Les enseignants honnêtes sont confrontés à ce dilemme qu’il ne faut pas garder les précieuses choses qu’ils ont reçues, de manière élitiste en croyant faire partie d’une caste privilégiée qui garde la main sur son trésor.
D’autant plus que nul n’est en droit d’estimer la valeur et la sincérité d’un chercheur véritable. Il peut être très jeune, plus âgé, appartenir à n’importe quelle classe sociale, avoir eu un parcours tumultueux ou pas.
Bernard rappelle souvent que la Réalisation est pour tout le monde, dans le sens évidemment que je viens d’évoquer, c’est-à-dire qu’elle peut se produire en n’importe quel quidam.
Mais attention cela ne veut pas dire qu’elle est fréquente, comme sembleraient l’insinuer de nombreux éveillés autoproclamés d’ internet. Bernard dit souvent qu’ au-delà des escrocs et des déséquilibrés patents, il y en a sûrement qui sont honnêtes mais qui ont simplement pris quelques expériences d’ouverture de conscience (absolument normales chez quelqu’un qui a un peu pratiqué sérieusement) pour une Réalisation définitive. Cela est d’ailleurs fort dommageable à la fois pour la personne en question qui croyant être arrivée ne recherche plus et pour les personnes qui la suivent et qui risquent de se trouver dans une impasse. Donc la Réalisation est pour tous mais est peu fréquente.

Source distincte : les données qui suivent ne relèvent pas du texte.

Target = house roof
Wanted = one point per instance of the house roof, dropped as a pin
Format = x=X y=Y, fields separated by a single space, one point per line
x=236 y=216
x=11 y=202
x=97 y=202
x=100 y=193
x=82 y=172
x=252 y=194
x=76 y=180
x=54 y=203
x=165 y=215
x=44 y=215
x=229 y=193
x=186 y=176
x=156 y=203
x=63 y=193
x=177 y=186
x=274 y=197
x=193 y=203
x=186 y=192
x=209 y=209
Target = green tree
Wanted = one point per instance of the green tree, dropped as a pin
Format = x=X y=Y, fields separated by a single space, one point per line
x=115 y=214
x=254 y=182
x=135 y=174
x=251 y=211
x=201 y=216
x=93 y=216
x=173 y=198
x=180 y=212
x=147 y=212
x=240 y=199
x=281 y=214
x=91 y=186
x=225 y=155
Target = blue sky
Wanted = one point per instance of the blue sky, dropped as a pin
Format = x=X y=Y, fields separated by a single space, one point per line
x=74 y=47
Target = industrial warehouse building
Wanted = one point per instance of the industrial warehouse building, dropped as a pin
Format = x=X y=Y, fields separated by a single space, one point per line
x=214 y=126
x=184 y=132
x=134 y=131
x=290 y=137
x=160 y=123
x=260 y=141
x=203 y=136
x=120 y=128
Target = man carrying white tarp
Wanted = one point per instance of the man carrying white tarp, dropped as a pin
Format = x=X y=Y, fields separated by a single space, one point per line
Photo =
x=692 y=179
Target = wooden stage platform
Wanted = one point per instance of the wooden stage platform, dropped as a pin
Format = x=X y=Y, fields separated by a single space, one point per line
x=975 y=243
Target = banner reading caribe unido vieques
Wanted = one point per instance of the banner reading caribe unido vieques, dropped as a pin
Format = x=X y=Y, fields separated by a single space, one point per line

C’est en lien total avec la situation que je viens de décrire que j’ai fait sciemment cette erreur de parler de purification nécessaire, de temps long de mûrissement  etc…… Car j’ai constaté avec de nombreux autres enseignants de la voie d’ailleurs, que la pureté et la hauteur des enseignements transmis par le zen (que j’ai longtemps suivis) , puis de ceux transmis par les Vrais Êtres Réalisés, étaient d’un tel niveau, que malheureusement ces enseignements étaient  rapidement dégradés, détournés, confisqués par des personnes plus soucieuses  de les adapter  à leur convenance personnelle que de se soumettre à leur exigence redoutable.
J’ai constaté également dans ma longue expérience des groupes religieux, que beaucoup de gens se réfugiaient dans des engagements spirituels pour fuir des problèmes qu’ils avaient à régler et pesaient ainsi lourdement sur leur entourage, croyant cependant être supérieurs car engagés spirituellement.
Les enseignements de la non- dualité se prêtent d’autant plus à ce genre de déviation et on voit pléthore de gens sur Internet se réclamer de Ramana ou Nisargadatta et dispenser des absurdités du genre « Il n’y a rien à faire, Tout est déjà là ! ».
Sachant d’ailleurs pertinemment bien que Bernard a en horreur ce genre de message et qu’il dit au contraire qu’il faut tout faire avec passion, j’ai effectivement fait l’erreur de dénaturer quelque peu l’enseignement transmis pour signifier aux chercheurs que ce n’était pas une voie de facilité, de complaisance mais qu’elle nécessitait comme le rappelle souvent Bernard une folle détermination, un engagement total.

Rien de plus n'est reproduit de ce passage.